Health Minister Sussan Ley hints $20 billion Medical Research Future Fund might not go ahead
OUR quest for a medical breakthrough looks decidedly ill after the Health Minister hinted dropped a big hint today.
REMEMBER the Budget that was going to cure cancer? Well the Government’s quest for a miracle medical breakthrough now looks decidedly ill.
Health Minister Susan Ley today said she could not guarantee the $20 billion Medical Research Future Fund — designed to look for cures for a range of illnesses — would go ahead as planned.
“I’m not going to guarantee something that relates to a consultation that I haven’t completed ... that would be duplicitous of me,” Ms Ley told ABC radio.
“The Medical Research Future Fund has money coming into it now and it’s not dependent on one particular policy.”
Ms Ley today will continue her consultations with the Australian Medical Association in Sydney. The Government wants to cut the Medicare rebate to doctors and let them decide whether to pass on the extra cost to patients.
Those talks will continue but it is now clear the Government will not be able to deliver the full promise it made in the Budget last May, when it said a proposed $7 copayment for GP visits would go into the fund.
“It may be an Australian who discovers better treatments and even cures for dementia, Alzheimer’s, heart disease or cancer,” Treasurer Joe Hockey said at the time.

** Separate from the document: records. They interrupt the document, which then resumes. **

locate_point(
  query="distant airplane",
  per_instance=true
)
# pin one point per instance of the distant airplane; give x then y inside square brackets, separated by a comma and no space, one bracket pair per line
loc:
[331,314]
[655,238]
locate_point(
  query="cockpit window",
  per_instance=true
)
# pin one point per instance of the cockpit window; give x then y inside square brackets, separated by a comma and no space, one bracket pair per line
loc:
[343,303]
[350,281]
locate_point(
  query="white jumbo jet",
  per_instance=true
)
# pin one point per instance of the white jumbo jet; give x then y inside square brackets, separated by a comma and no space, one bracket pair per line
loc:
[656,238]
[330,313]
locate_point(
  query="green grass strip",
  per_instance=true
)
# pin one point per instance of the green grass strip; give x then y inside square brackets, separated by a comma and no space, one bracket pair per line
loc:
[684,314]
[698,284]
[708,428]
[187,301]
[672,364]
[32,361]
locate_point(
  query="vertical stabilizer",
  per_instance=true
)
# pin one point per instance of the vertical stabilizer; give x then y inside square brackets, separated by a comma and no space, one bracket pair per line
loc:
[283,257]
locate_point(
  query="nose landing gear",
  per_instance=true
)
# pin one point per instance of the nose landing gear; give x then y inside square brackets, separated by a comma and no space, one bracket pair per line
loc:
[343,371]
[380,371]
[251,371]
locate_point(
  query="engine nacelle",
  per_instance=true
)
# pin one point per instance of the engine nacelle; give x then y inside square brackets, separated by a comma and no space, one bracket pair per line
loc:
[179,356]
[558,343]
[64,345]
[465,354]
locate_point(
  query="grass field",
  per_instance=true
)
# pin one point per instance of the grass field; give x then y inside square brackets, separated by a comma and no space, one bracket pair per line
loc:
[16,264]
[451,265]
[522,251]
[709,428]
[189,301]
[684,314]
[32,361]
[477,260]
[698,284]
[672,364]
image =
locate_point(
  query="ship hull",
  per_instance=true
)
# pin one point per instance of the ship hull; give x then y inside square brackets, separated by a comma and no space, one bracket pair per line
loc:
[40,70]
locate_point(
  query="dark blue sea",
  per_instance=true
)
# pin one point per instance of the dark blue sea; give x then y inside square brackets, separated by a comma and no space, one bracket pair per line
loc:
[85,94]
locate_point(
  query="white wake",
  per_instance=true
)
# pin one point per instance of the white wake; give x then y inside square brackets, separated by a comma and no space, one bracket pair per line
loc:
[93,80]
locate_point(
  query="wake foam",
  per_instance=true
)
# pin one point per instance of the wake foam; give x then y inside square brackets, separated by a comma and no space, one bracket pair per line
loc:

“If we start investing now, this new and historic commitment in medical research may well save your life, or that of your parents, or your child.”
And he said: “If we are truly going to find the cures for cancer, mental health, illnesses, we’ve got to start investing now.”
That prospect has disappeared along with the $7 copayment itself.
The original plan was for the Government to redirect existing research funding into the future fund. The copayment would then be used to bulk up the fund until it reached $20 billion by 2020.
It would keep its capital and through interest would be injecting $1 billion a year into medical research by 2022-23.
The prospects now are for a much leaner investment in research with base capital nowhere near $20 billion.